Tranches of aid were given to the North African state to help its transition to democracy after the first of the uprisings that spread across North Africa and the Middle East.
However, a lack of proper scrutiny over the past six years means that no formal assessment of public finances and expenditure is due until this month – despite the money having already been distributed.
Although the court’s auditors conclude that the money “was generally well-spent, as it contributed significantly to the democratic transition and…economic stability of Tunisia after the revolution,” they go on to list several deficiencies and a number of recommendations.
They find “The Commission tried to tackle too many areas, which meant that the potential impact of its aid was diluted and its numerous activities were difficult to manage.”
Lead author of the report, Karel Pinxten, warned: “Tunisia is struggling to maintain economic stability and security has become an important challenge for the country.
“Against such a background, the effective management of EU financial support is paramount.”
Tunisia’s ‘Jasmine Revolution’ of January 2011 is credited as being the starting point for the uprisings that then spread to Egypt, Libya and Syria, in what began as mass protests against autocratic leaders and economic stagnation.
Whilst Tunisia is now largely seen as a success, those revolts lead to civil war in Syria and Libya, and the overthrow of both President Hosni Mubarek, and then of a democratically-elected Muslim Brotherhood government by the military in Egypt.
However, Tunisia itself has also seen two major terrorism attacks aimed at Western tourists: the attack on the Bardo National Museum in 2015, in which 22 people were killed, and the massacre on the beach resort at Sousse, that killed 38.
The Commission and European External Action Service were quick to help Tunisia, with some €1.3bn in aid between 2011 and 2015.
However, the auditors find that “conditions were too flexible, which reduced the incentive for the Tunisian authorities to take the measures specified in the agreements”.
The report points out that a “public expenditure and financial accountability assessment”, which it calls a “reputable barometer of actual progress in reforming public finances”, has not been made since 2010.
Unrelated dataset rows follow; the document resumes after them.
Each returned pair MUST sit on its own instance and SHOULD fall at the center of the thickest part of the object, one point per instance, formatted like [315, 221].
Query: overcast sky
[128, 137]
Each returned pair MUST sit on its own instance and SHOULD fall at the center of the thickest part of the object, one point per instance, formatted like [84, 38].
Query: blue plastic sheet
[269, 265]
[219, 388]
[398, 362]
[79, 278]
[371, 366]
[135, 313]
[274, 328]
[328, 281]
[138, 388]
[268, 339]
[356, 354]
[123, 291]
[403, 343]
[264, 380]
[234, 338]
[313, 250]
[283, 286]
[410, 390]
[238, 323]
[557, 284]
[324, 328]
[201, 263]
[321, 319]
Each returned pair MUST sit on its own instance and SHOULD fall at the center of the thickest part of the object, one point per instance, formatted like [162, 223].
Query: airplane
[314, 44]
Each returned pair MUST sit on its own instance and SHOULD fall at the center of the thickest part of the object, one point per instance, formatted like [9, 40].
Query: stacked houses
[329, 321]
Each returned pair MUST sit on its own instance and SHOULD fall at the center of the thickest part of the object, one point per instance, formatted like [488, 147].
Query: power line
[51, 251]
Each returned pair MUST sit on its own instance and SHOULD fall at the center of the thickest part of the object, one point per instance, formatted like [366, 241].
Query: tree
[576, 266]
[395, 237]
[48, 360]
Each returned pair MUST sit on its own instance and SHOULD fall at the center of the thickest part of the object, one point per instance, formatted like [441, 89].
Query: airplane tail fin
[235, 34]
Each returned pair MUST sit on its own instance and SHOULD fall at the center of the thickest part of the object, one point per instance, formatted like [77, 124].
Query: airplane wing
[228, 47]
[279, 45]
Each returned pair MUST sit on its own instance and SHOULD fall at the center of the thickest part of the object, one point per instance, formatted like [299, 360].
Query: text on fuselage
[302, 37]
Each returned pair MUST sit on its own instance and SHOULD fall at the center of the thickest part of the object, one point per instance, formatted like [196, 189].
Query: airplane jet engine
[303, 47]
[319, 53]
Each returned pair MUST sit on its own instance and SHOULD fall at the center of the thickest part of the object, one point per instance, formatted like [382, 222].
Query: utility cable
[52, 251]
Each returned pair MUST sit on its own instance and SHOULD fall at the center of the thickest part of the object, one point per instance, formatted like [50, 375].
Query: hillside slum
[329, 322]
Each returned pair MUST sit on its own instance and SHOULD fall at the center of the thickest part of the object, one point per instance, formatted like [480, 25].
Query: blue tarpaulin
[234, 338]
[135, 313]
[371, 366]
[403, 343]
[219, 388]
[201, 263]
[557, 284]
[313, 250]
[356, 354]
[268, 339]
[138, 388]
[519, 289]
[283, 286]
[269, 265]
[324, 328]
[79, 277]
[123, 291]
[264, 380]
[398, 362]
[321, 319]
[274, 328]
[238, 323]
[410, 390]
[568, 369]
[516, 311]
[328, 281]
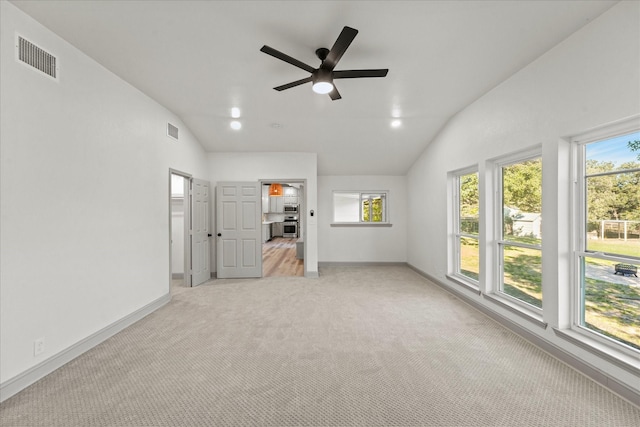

It also contends that “budget support in two of three sectors lacked credible sector strategies,” and that “There were cases….where the objectives were neither specific nor measurable.”
The report concludes that while the government in Tunis has made some significant reforms, these were “at a very slow pace”.
It acknowledges that this was at least partly due to the many changes of government in Tunis, and the lack of an overall development plan.
The Luxembourg-based Court of Auditors urges the Commission to ensure that in the future, member states cooperate on their programming, and that Tunis adopt a “comprehensive national development plan”.
In its official response, the Commission, with the EEAS, denies that aid was “diluted”, and says Brussels responded quickly as “a matter of political credibility as much as an operational necessity”.
But it adds “The Commission acknowledges that the Tunisian authorities may have encountered difficulties in managing all the assistance, due to the post-revolution context and frequent changes of governments and within the administration.”